I finish the drink and am really feeling a buzz. I also feel sexy. I'd love for her to get on her knees so I can do it to her that way. That way, of all ways, seems to be the easiest for her, and it's certainly a good way for me. I want to first hold her face to face. To tell her my thoughts about love and the baby and her and then I want to kiss her and have sex with her the way I want to.

I go back to the bedroom door. “Beth?” No answer. I knock. “Oh, just come in,” she says. “Door's unlocked.”

“Beth, honey,” I say, opening the door. She's sitting at the desk with a sheet of paper in front of her and pen in her hand, “I have something I think very important to tell you.”

“First I want to read you the poem I just wrote about us, you mind?”
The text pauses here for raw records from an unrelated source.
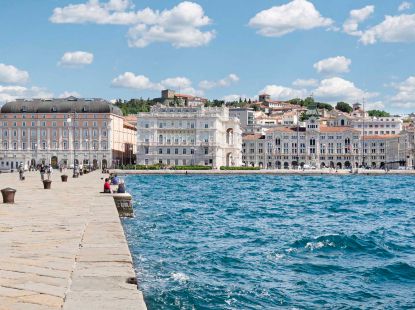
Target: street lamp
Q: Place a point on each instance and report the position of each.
(69, 120)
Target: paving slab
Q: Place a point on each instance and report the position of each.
(63, 248)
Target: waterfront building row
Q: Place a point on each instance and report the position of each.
(316, 146)
(180, 136)
(62, 132)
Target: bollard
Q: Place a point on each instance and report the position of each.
(47, 184)
(8, 195)
(124, 205)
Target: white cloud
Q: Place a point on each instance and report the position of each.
(141, 82)
(10, 93)
(76, 59)
(405, 6)
(405, 96)
(356, 17)
(10, 74)
(338, 64)
(179, 26)
(225, 82)
(279, 92)
(295, 15)
(67, 94)
(130, 80)
(337, 89)
(305, 83)
(376, 105)
(393, 29)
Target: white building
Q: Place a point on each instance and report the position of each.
(379, 126)
(245, 116)
(64, 131)
(180, 136)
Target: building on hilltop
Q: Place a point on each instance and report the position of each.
(171, 98)
(63, 131)
(180, 136)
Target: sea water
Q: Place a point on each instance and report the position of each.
(264, 242)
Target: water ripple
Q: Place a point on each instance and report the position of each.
(262, 242)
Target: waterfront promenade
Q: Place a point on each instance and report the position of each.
(269, 171)
(63, 248)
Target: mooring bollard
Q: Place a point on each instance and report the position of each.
(8, 195)
(124, 206)
(47, 184)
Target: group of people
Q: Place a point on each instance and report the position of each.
(114, 180)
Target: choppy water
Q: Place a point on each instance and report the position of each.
(262, 242)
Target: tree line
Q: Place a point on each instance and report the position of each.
(134, 106)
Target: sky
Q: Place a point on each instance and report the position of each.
(339, 50)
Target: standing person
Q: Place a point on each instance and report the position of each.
(42, 172)
(107, 186)
(121, 187)
(21, 172)
(49, 171)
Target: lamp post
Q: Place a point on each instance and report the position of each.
(69, 120)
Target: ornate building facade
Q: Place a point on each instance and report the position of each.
(62, 132)
(180, 136)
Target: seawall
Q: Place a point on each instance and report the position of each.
(64, 248)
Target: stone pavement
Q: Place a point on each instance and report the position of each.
(63, 248)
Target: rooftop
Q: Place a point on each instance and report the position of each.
(61, 105)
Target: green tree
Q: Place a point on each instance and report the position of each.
(322, 105)
(378, 113)
(344, 107)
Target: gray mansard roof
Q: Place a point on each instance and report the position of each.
(65, 105)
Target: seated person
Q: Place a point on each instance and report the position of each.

“Sure, please do. Okay if I lie on the bed while you read?”

“Do what you want.” She holds the sheet of paper and reads.

“‘Night is a misfortune sometimes, day is a lifesaver sometimes, night he comes and lies, day he goes away, night is when I have to sleep next to him, day I can rest alone with the child, night is when he talks about death, day is when I sense my baby's breath, night is gruesome, day is toothsome—' What does toothsome mean? I wrote it down because it sounded right and sort of rhymed. I can always change it later.”
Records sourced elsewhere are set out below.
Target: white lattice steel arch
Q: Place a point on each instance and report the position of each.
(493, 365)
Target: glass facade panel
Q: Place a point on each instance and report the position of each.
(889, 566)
“I think it means ‘pleasing.'”

Then I was right. ‘Night is toothsome—' I mean ‘day is toothsome,” looking back at the paper, ‘night is when I feel bloated because of the presence of him, day when I feel so light, airy and thin, day because he's away, night because we fight, day because I fly, night because I cry, day and night, night and day and night, but I will have my baby despite him, I will love it every night, every day, come what may as the poets say, so good day, night; good morning, noon and night, day.' You have the picture?”

“It's a good poem. For a first draft, which it'd have to be, one of your best and maybe could even get published.”

“Don't try to flatter me. The picture. You have it?”

“I do. But don't say good night to me till after we make love.”

That's both dumb, callous and horrible.”

“I said it wrong. What I was doing was taking off from your poem with that day and night business. And I wasn't kidding and flattering you when I said it was a good poem. I meant it sincerely. I loved it. It expressed so much. It had feeling in it. Feeling which I haven't been able to express in anything I've done or think or feel or whatever in weeks…in months. It had feeling, anyway. And that's good.”

“What did you want to say?”

“Can we talk like a married couple who possibly still feel something for each other or at least where each is willing to listen to the other for a minute? Because I want to tell you something that's even more than very important.”

“What?”

“Could you come over here and sit with me?”

“No, talk from there. What is it?”

“I want to have the baby. I was confused about it before. I thought it would complicate my life and ours together I didn't know how much. It took some getting used to. Now I'm used to it. Please forgive me. I want us to be a great big beautiful family, okay?”

She's been looking down, now she looks up at me. “Took a bit of drinking for you to say and feel all that.”

“Yes it did. Couple of inches.”

“Probably more than a couple. Probably a quarter of a bottle.”

“No, not that much, but I'm not drunk. I'm buzzing but not drunk. The feeling's real, though. Will you please believe me?”

“Is it all right if I take a day or so to even start believing you?”

“Take all you want. Just don't turn me out.”

“You'd have to leave on your own—I wouldn't force you. I kind of need you to help me the next two and a half months, because things aren't going to get any easier for me. And to help me out after, naturally.”